With this experience of working closely with outside facilities for a common goal, ECA has
significant insight on how to make such successful. With this success, we do not plan on
primarily achieving program goals via broad messaging that will result in untargeted
interventions. ECA can achieve higher savings by targeting the highest users in the first place,
and minimizing the number of times ECA audits a household with merely marginal savings
opportunities. The higher the KWh savings per measure per home, and the higher the rate of
conversion from audit to multiple high-savings measure installations, the more cost-effective the
program will be. Targeting exclusively low-income multi-family buildings and neighborhoods
with dense low-income concentrations will enable minimal travel time loss in meeting KWh
goals, and this targeting will in large rely on community roots through our ECA NECs, along
with our connections to CDCs, HUD properties, partners like Pathways to Housing PA, and other
housing services providers.
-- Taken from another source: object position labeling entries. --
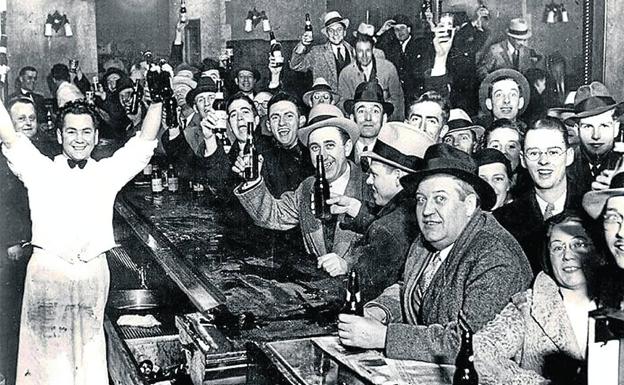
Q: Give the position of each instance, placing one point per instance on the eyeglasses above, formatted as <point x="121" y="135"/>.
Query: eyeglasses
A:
<point x="534" y="154"/>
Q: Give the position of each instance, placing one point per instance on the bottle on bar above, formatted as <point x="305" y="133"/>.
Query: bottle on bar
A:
<point x="465" y="373"/>
<point x="321" y="191"/>
<point x="276" y="50"/>
<point x="250" y="155"/>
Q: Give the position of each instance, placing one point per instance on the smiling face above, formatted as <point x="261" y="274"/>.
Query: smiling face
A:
<point x="441" y="212"/>
<point x="328" y="142"/>
<point x="597" y="133"/>
<point x="78" y="136"/>
<point x="505" y="100"/>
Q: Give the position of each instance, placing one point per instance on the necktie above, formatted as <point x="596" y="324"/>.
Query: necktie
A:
<point x="549" y="211"/>
<point x="80" y="163"/>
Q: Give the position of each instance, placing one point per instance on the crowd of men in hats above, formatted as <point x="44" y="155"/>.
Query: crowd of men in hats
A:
<point x="448" y="191"/>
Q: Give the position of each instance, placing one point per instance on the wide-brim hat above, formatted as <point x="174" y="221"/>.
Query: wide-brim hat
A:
<point x="320" y="84"/>
<point x="333" y="17"/>
<point x="519" y="29"/>
<point x="442" y="158"/>
<point x="369" y="91"/>
<point x="328" y="115"/>
<point x="590" y="100"/>
<point x="459" y="120"/>
<point x="399" y="145"/>
<point x="205" y="84"/>
<point x="504" y="73"/>
<point x="595" y="201"/>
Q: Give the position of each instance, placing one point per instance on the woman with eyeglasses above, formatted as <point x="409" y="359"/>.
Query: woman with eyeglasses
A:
<point x="541" y="335"/>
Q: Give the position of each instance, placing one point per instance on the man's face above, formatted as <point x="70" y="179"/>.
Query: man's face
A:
<point x="203" y="103"/>
<point x="384" y="181"/>
<point x="284" y="122"/>
<point x="78" y="136"/>
<point x="336" y="33"/>
<point x="24" y="118"/>
<point x="496" y="176"/>
<point x="327" y="141"/>
<point x="239" y="114"/>
<point x="548" y="171"/>
<point x="402" y="32"/>
<point x="507" y="141"/>
<point x="614" y="231"/>
<point x="369" y="117"/>
<point x="364" y="52"/>
<point x="179" y="92"/>
<point x="597" y="133"/>
<point x="461" y="139"/>
<point x="441" y="214"/>
<point x="427" y="117"/>
<point x="111" y="82"/>
<point x="28" y="80"/>
<point x="245" y="80"/>
<point x="505" y="101"/>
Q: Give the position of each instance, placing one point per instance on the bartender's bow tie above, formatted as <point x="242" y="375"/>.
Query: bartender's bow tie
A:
<point x="80" y="163"/>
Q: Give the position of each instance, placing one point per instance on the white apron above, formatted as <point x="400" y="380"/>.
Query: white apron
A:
<point x="61" y="331"/>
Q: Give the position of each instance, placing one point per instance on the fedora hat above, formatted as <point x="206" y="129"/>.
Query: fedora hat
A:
<point x="459" y="120"/>
<point x="442" y="158"/>
<point x="504" y="73"/>
<point x="591" y="100"/>
<point x="320" y="84"/>
<point x="594" y="201"/>
<point x="205" y="84"/>
<point x="328" y="115"/>
<point x="518" y="29"/>
<point x="400" y="145"/>
<point x="368" y="92"/>
<point x="333" y="17"/>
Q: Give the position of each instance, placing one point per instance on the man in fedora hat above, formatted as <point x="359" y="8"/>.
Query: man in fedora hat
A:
<point x="462" y="133"/>
<point x="410" y="49"/>
<point x="369" y="68"/>
<point x="546" y="155"/>
<point x="321" y="92"/>
<point x="463" y="260"/>
<point x="369" y="111"/>
<point x="325" y="60"/>
<point x="595" y="115"/>
<point x="512" y="52"/>
<point x="328" y="134"/>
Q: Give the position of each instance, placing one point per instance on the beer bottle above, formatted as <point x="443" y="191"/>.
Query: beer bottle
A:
<point x="172" y="177"/>
<point x="250" y="155"/>
<point x="276" y="50"/>
<point x="465" y="373"/>
<point x="321" y="191"/>
<point x="353" y="302"/>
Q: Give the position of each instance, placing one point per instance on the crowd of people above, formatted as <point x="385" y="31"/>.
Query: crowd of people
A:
<point x="463" y="178"/>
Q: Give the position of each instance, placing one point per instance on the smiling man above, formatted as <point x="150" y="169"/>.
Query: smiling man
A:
<point x="546" y="155"/>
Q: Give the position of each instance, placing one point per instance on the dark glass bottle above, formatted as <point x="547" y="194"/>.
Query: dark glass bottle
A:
<point x="321" y="191"/>
<point x="250" y="155"/>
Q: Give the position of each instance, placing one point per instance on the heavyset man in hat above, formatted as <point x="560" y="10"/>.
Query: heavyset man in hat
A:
<point x="463" y="260"/>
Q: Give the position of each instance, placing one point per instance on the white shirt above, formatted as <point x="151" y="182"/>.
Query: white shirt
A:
<point x="559" y="204"/>
<point x="72" y="209"/>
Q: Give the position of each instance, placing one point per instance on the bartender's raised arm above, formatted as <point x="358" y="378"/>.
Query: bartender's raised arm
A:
<point x="7" y="131"/>
<point x="152" y="121"/>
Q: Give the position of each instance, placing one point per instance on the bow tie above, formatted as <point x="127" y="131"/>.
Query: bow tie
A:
<point x="80" y="163"/>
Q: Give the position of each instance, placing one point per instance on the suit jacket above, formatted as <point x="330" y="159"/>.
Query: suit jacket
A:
<point x="497" y="57"/>
<point x="485" y="267"/>
<point x="387" y="77"/>
<point x="294" y="208"/>
<point x="530" y="341"/>
<point x="524" y="219"/>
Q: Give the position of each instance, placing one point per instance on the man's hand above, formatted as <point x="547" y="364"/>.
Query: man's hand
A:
<point x="361" y="332"/>
<point x="341" y="204"/>
<point x="333" y="264"/>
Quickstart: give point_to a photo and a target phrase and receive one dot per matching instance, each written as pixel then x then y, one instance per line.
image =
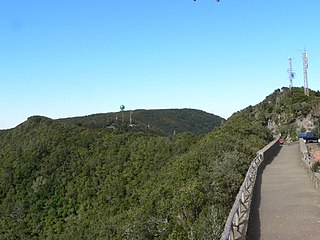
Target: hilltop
pixel 61 179
pixel 289 111
pixel 160 121
pixel 95 178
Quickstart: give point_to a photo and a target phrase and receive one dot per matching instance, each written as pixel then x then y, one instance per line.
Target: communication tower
pixel 291 74
pixel 305 71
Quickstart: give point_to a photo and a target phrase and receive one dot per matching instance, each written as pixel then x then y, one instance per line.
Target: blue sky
pixel 63 58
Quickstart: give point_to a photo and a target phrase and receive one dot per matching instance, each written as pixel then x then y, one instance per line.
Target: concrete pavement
pixel 286 204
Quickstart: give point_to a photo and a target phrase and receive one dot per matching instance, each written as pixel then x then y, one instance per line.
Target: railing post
pixel 237 222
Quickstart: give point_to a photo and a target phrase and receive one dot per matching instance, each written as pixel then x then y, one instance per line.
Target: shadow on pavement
pixel 254 230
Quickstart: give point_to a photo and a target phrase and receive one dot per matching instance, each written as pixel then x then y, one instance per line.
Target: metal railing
pixel 237 222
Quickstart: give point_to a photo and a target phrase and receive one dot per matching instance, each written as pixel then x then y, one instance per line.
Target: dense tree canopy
pixel 59 180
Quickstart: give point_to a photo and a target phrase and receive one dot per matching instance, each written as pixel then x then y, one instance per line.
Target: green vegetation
pixel 289 112
pixel 161 122
pixel 59 180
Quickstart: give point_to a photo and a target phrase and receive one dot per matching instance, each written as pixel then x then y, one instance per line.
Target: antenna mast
pixel 291 74
pixel 305 72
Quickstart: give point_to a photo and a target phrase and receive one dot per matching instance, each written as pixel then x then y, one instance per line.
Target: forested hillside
pixel 59 180
pixel 289 112
pixel 161 122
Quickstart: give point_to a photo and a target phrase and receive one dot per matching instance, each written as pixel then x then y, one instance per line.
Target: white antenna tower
pixel 291 74
pixel 305 72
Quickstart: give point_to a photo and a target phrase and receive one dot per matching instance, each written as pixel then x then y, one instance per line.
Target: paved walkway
pixel 286 204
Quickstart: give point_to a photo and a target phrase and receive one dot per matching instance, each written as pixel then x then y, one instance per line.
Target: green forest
pixel 63 180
This will also allow scaling of resident education from one on one
household-level interactions to workshops exclusively reaching future LIURP participants.
Utilizing the experience ECA has in development and marketing collaboration and a focus in
maintaining goals for our targeting, the EEMF collaborative effort will succeed with
implementation of such, including the resources that ECA already practices.

We can mobilize extensive internal and external networks to assist in outreach as needed. These
include our own staff, our 14 Neighborhood Energy Centers, subcontractors and our trade allies.
ECA provides more than 50 energy education workshops every year across the region. These are
excellent outreach events. For the LEEP Program we would like to conduct focused electricity
conservation workshops throughout the service territory, reaching a very diverse range of low
income communities with a Do-It-Yourself approach and giving the participants a kit of LEDs,
smart strips and other measures to install on their own. We would like to present on the LEEP
program at the block captains citywide conferences.
Therefore we will be working with the EEMF to develop a marketing and communications
strategy that reaches the owners and operators of low-income multi-family buildings, along with
residents of those buildings. With usage data, broad appeals could reference a benchmark billing
such that, if a low-income consumers bills are over that mark, they would likely be a costefficient household.